Look for partners able to integrate with existing safety systems: Nothing is more inefficient than pulling content from one system just to put it in another. Organizations are increasingly looking at ways they can integrate back-end systems (case intake, PSMF, etc.). When considering translation workflow management systems, it’s important to consider if/how it can integrate with key safety systems already in place.
Leverage optical character recognition (OCR) solutions: Safety content has not always been the most “translation friendly”—old-fashioned adverse events used to be faxes of a doctor’s shorthand notes, and local literature was often ripped from a journal and scanned/emailed. In order to translate and reformat into a submission-ready document, the content must be put in an editable format. The cost to reformat in a live, translatable format can be up to 35% of the total cost for translation.
OCR solutions allow for the conversion of uneditable, scanned, handwritten text into editable formats such as Microsoft Word, which can help significantly reduce the time and cost of reformatting for translation, as well as allow for use of other translation efficiencies, such as translation memory and AI.
Start applying AI for translation: With AI for translation becoming stronger and stronger, companies are employing it as a tool to help accelerate safety reporting and reduce costs. AI is being successfully applied for the following instances:
- Case intake level: Frontline staff enter call details in safety systems in local language. APIs between back-end safety systems and AI engines allow for real-time translation of call details, resulting in less time/error with frontline staff completing translation.
- Case triage: To understand the severity of a case, safety departments are using AI to get general information and route through the appropriate channels for reporting.
- Voicemails/audio content: Voice-to-text technology paired with AI allows for real-time insight into the nature of patient and physician voice messages.
- Safety content localization for reporting to national competent authority: AI paired with professional, therapeutic expert post-editors is being applied to translate content faster and cheaper while also providing high-quality, certifiable safety content.
Confidentiality and the ability to build in professional human post-editors to ensure quality are important considerations when evaluating AI partners for translation.

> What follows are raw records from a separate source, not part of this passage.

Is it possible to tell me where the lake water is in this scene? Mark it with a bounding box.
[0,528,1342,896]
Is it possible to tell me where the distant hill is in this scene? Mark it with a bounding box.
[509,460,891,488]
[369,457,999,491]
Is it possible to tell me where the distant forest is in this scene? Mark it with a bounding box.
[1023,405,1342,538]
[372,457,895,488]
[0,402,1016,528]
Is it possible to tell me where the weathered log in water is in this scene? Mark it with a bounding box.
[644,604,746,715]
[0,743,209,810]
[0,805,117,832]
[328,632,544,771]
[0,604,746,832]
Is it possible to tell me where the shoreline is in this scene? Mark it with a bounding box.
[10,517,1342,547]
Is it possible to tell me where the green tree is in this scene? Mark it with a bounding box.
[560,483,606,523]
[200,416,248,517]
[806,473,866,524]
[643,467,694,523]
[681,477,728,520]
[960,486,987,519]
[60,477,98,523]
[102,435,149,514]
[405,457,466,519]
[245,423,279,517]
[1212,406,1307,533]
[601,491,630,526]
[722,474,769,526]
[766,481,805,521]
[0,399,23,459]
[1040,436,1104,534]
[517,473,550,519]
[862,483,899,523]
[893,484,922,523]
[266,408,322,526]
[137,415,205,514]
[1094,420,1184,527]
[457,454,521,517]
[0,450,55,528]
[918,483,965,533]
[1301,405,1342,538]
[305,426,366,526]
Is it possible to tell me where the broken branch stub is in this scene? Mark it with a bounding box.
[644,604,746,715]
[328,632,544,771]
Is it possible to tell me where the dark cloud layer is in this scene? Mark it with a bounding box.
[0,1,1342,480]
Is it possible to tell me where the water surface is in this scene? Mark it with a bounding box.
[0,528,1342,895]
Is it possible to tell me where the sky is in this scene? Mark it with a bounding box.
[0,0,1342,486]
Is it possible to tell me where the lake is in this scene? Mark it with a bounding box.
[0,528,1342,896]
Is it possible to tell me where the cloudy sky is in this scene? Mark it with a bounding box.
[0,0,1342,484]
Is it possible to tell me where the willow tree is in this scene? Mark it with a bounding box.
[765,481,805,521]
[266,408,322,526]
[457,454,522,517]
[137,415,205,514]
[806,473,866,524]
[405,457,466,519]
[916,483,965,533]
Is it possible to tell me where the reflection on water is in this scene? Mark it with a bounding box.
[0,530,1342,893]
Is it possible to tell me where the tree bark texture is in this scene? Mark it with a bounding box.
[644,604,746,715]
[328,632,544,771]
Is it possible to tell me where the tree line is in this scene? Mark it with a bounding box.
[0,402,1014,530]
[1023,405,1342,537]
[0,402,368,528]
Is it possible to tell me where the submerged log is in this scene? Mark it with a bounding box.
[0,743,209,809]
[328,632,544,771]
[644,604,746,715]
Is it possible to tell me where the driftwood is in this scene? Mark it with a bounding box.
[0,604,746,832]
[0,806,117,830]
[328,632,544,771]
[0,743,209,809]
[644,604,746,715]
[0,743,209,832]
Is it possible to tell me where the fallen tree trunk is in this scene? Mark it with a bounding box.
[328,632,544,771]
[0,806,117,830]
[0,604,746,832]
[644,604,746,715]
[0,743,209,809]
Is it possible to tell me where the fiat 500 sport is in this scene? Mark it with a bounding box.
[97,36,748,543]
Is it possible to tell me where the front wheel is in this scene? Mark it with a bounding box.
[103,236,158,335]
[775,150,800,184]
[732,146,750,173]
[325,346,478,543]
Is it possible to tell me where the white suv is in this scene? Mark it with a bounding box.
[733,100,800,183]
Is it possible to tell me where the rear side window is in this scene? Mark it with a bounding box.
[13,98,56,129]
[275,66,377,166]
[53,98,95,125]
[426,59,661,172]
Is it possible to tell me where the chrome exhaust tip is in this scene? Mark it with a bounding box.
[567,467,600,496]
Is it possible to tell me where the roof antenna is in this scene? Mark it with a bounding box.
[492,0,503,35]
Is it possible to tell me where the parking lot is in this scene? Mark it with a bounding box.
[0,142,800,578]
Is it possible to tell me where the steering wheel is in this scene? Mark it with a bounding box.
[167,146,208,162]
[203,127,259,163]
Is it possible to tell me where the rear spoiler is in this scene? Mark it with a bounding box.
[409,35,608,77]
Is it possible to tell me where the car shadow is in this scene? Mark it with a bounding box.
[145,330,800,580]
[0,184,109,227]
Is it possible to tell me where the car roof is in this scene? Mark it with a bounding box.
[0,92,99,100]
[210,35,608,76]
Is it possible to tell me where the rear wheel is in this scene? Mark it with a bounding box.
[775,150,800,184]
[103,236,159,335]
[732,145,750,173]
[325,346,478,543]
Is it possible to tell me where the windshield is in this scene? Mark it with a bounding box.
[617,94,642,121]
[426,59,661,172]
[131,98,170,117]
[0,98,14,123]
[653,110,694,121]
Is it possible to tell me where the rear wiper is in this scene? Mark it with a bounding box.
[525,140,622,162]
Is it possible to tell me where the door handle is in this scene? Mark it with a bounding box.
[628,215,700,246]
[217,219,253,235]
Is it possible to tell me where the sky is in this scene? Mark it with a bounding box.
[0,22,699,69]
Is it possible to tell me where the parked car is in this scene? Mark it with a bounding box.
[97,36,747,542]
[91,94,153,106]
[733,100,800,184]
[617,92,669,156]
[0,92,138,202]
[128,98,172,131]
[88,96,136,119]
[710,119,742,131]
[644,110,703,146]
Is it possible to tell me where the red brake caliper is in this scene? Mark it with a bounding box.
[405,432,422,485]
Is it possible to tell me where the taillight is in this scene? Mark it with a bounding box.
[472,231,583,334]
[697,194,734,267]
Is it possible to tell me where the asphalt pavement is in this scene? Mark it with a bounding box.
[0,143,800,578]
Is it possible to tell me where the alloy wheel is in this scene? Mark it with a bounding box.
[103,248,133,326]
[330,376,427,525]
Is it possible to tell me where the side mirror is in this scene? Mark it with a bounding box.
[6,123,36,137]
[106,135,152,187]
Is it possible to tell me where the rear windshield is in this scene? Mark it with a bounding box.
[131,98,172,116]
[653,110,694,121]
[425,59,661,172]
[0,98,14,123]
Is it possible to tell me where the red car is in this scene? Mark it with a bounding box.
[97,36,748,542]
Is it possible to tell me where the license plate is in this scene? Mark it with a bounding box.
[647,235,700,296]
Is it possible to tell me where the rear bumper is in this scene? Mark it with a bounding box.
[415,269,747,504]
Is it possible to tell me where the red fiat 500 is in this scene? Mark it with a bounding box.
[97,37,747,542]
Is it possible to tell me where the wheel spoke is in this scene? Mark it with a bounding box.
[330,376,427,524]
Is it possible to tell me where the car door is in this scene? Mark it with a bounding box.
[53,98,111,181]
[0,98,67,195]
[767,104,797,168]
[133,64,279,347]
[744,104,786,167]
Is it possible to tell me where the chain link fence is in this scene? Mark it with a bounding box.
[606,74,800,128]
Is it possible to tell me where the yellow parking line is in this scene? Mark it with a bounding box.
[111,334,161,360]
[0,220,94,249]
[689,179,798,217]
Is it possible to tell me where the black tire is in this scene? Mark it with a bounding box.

Automate your redaction process: It is estimated that the time to redact a patient case can be anywhere from 30 minutes to one hour. If a company has 10,000 cases a year, that’s the equivalent of over 5,000 hours (or more than 2 years’ worth of work for one full-time employee). As a human process, there is inherent risk of omission of PII redaction. AI and technology are being deployed to help support the automated process of PII redaction paired with human review. It has been estimated that through deploying automated redaction resources, the time required for this process is cut in half while risk of error being <.02%.
Use digital monitoring solutions built to manage multilingual content: Market authorization holders have a responsibility to document and report adverse events coming through digital media outlets, and life sciences organizations are investing heavily in monitoring solutions. When exploring media monitoring solutions, it’s important to ensure you’re capturing global content in non-English forums.